Different books collaborate to create the soundtrack of Ferraro’s life. His childhood was marked by thrillers and, of course, “The Godfather.” Recently, he has found that he can read non-fiction works like “Moneyball” by Michael Lewis and “Guns, Germs and Steel” by Jared Diamond while exercising on a cardio machine. Although his current position at Duke is built upon 20th century literature, his early academic focus on American Studies brought 19th century literature into his repertoire—a result, he says, of his self-described “blue blood” education.

From St.
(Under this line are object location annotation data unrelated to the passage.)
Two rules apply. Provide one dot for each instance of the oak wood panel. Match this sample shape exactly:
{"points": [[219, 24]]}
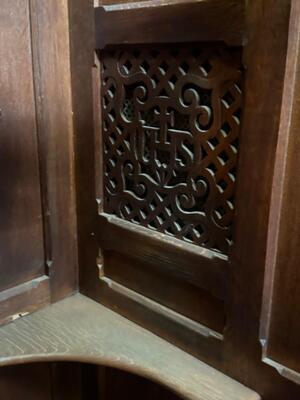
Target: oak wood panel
{"points": [[21, 299], [81, 18], [280, 324], [79, 329], [21, 232], [190, 301], [133, 23], [50, 38], [202, 267], [270, 20]]}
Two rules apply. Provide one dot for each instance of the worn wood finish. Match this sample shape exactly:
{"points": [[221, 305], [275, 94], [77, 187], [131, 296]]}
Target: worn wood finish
{"points": [[50, 37], [79, 329], [240, 353], [82, 47], [133, 23], [24, 298], [21, 232], [38, 261], [257, 153], [280, 324], [154, 249]]}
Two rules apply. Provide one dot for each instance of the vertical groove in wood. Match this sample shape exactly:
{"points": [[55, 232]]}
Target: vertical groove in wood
{"points": [[50, 31]]}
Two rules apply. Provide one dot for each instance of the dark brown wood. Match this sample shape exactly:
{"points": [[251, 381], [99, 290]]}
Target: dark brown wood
{"points": [[280, 325], [21, 232], [50, 38], [82, 47], [171, 118], [171, 256], [79, 329], [239, 354], [24, 298], [26, 382], [212, 20]]}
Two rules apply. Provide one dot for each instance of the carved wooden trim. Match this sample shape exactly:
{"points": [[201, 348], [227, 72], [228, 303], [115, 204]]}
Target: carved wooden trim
{"points": [[171, 119]]}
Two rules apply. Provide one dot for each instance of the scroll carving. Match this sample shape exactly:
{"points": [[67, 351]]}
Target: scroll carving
{"points": [[171, 119]]}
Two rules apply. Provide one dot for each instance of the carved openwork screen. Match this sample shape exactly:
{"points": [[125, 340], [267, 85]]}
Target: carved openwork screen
{"points": [[171, 120]]}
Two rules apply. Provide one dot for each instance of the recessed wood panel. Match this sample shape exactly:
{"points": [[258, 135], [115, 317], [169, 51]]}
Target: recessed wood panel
{"points": [[21, 231]]}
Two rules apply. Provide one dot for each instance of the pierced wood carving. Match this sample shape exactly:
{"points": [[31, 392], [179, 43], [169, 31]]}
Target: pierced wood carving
{"points": [[171, 119]]}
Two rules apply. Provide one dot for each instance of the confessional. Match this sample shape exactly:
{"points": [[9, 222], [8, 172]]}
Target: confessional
{"points": [[150, 218]]}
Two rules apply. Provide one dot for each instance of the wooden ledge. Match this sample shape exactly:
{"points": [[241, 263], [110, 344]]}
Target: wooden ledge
{"points": [[79, 329], [178, 20]]}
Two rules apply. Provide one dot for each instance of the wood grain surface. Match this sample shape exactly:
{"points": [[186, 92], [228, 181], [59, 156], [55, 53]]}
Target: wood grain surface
{"points": [[79, 329]]}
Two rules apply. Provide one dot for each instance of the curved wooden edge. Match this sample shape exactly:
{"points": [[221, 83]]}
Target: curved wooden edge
{"points": [[79, 329]]}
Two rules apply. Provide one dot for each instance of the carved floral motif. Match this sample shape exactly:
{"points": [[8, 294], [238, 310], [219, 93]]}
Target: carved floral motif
{"points": [[171, 119]]}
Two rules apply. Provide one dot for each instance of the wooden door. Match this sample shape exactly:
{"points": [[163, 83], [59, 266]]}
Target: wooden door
{"points": [[37, 204], [174, 227]]}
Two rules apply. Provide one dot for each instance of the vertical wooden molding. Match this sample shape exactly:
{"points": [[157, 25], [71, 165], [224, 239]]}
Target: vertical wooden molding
{"points": [[51, 52]]}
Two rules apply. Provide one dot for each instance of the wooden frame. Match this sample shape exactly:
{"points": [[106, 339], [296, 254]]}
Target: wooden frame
{"points": [[239, 352], [53, 128]]}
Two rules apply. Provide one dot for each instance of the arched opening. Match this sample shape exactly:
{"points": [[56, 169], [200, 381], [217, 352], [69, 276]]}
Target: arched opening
{"points": [[76, 381]]}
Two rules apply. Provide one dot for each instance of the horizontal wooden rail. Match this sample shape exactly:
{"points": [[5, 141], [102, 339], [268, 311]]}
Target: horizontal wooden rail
{"points": [[79, 329], [178, 21], [202, 267]]}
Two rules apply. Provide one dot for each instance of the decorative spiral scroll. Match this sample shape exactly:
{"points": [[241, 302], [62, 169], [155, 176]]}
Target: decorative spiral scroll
{"points": [[171, 119]]}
Pauls’ School in Concord, N.H., to Amherst College in Amherst, Mass., to Yale University in New Haven, Conn., Ferraro has been infused with a Puritan New England literary tradition.

“We’re all partly Puritan by the inherent nature of the United States,” Ferraro says of American writers. In his new book, “Feeling Italian: the Art of Ethnicity in America,” Ferraro gives this Puritan heritage an Italian-American spin. The 10 chronological chapters tell the stories of Italian Americans, from the first woman sentenced to die in the electric chair to Madonna.

“Each [story] is tied to a moment in time, an idiom,” Ferraro says. “Each story is the story of an Italian American who became the source of intrigue for the country at large.”

In this work, to be published early next year, Ferraro tries to tell a story to the masses, rather than a limited academic audience, because “a major text is supposed to be accessible.”

And this is what you get in the classroom with Ferraro, where he leads his students in an unconventional blend of culture. He guides his class with a strong voice that rises and falls as an emotional reflection of his literary analysis. He engages his students with one-on-one conversations framed in the 75-minute seminar, a time to perform for both himself and his students. It is around a seminar table facing a window view of the Chapel Quad that Professor Thomas Ferraro has found a place at Duke as one of the most wellknown members of the English faculty. He is a classroom rockstar, infused with other diverse areas of music—presently some sultry jazz from the 1920s.